The internal driver, the one written in QM Basic, is much simpler to develop. There is a template class that you can copy and from there you can simply fill in the methods provided: they all have reasonable comments and the parameters are meaningful. However, since QM Basic doesn't talk directly to SQL Server in the way that I wanted, I could only work the internal driver via an intermediate service application over a socket connection. Also, a new instance of the class is created for each separate VFS file being accessed: and the driver persists for as long as the VFS file is open, which means that unless the file is opened to a named common the driver is constantly being created and destroyed. For a staged architecture, this made it very inefficient as it had to continually reinitialize to reestablish its connection with the service.

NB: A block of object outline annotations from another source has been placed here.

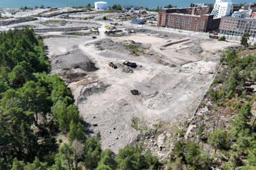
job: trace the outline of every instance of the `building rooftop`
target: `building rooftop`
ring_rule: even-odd
[[[178,15],[178,16],[193,16],[193,17],[198,17],[198,18],[201,17],[201,16],[213,16],[213,15],[211,15],[211,14],[191,15],[191,14],[181,13],[171,13],[169,14],[175,14],[175,15]]]
[[[232,16],[223,16],[222,18],[236,18],[236,19],[246,19],[246,20],[256,20],[256,18],[234,18]]]

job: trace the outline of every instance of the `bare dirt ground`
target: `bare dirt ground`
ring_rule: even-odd
[[[52,74],[68,83],[88,134],[100,132],[103,149],[115,153],[142,140],[140,132],[131,127],[135,117],[152,125],[159,119],[180,120],[194,111],[219,65],[221,53],[216,51],[232,45],[190,37],[166,40],[146,33],[120,37],[102,34],[95,40],[51,38],[44,42]],[[129,45],[135,52],[131,52]],[[190,54],[184,50],[195,45],[192,51],[203,51]],[[131,70],[123,65],[125,61],[137,67]],[[110,61],[117,68],[109,67]],[[137,92],[133,94],[132,90]],[[162,136],[158,142],[165,138]]]

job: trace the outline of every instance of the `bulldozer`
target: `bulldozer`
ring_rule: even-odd
[[[116,68],[116,65],[113,63],[113,61],[109,62],[108,65],[110,66],[112,68],[114,68],[114,69]]]

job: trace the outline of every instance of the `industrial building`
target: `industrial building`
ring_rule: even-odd
[[[95,9],[107,9],[108,5],[106,2],[100,1],[94,3]]]
[[[216,0],[211,15],[214,18],[221,18],[230,15],[232,3],[230,0]]]
[[[243,18],[244,13],[222,17],[219,24],[219,33],[229,36],[242,36],[248,32],[251,37],[256,34],[256,20]]]
[[[133,18],[133,20],[131,20],[131,22],[133,24],[144,24],[145,20],[144,19]]]

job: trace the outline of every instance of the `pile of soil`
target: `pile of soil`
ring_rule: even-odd
[[[91,61],[73,64],[72,65],[72,67],[74,69],[80,68],[81,69],[88,72],[95,72],[99,69],[95,66],[95,63],[93,63]]]
[[[190,53],[192,54],[200,54],[204,52],[203,49],[199,45],[195,45],[190,49]]]
[[[138,90],[131,90],[131,92],[133,95],[139,95],[140,94],[140,92],[139,92]]]
[[[130,67],[125,65],[125,67],[123,67],[122,72],[133,73],[133,70]]]

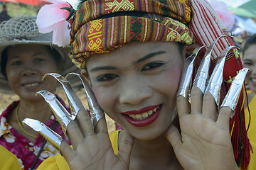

The external driver, on the other hand, could be written as .NET executable (or any other language that can communicate through the API) and so did not need an intervening service to talk to SQL Server. More importantly, it is launched as a single instance for each logged on user accessing files through a VFS server definition. Instead of associating each VFS file with a separate instance of the driver, and the internal driver does, a file identifier is simply passed to or from the API on each call and the same driver manages a whole group of files. This meant that the driver could itself maintain a single connection to SQL Server for that user for lifespan of their login session.
The first request to open a VFS file causes QM to create the driver by starting the executable and passing to it the identifier of a named pipe. This can act like a TCP network socket, but will also route via shared memory for speed if both end points are on the same machine. The executable must open its end of the pipe and can then receive commands and send responses through the pipe to the QM session. One complication is that under .NET there is support for named pipes, but only in a specific configuration that does not match the way that QM uses them, and so a driver written using .NET needs to invoke the underlying Windows API to establish the connection [Figure 5].
A minimal driver needs to handle the following actions, which are identified by an action code passed at the start of each request and a set of parameters that are passed up and down the pipe in a simple encoded fashion [Figure 6].
Additional functions allow you to chunk large selections so that you do not pass huge lists of keys back through the pipe in a single hit; to work directly with indices, and to lock and unlock the file.
Try it for Yourself
I can't share the code as it's creation was partly funded by the client for this report and so it is not mine to give. But hopefully this article provides sufficient clues to allow you to write your own: it could be an interesting side project.
There are a few niceties in regard to formatting the data returned that I will leave up to the reader to discover - I wouldn't want to deny the reader too much of the fun!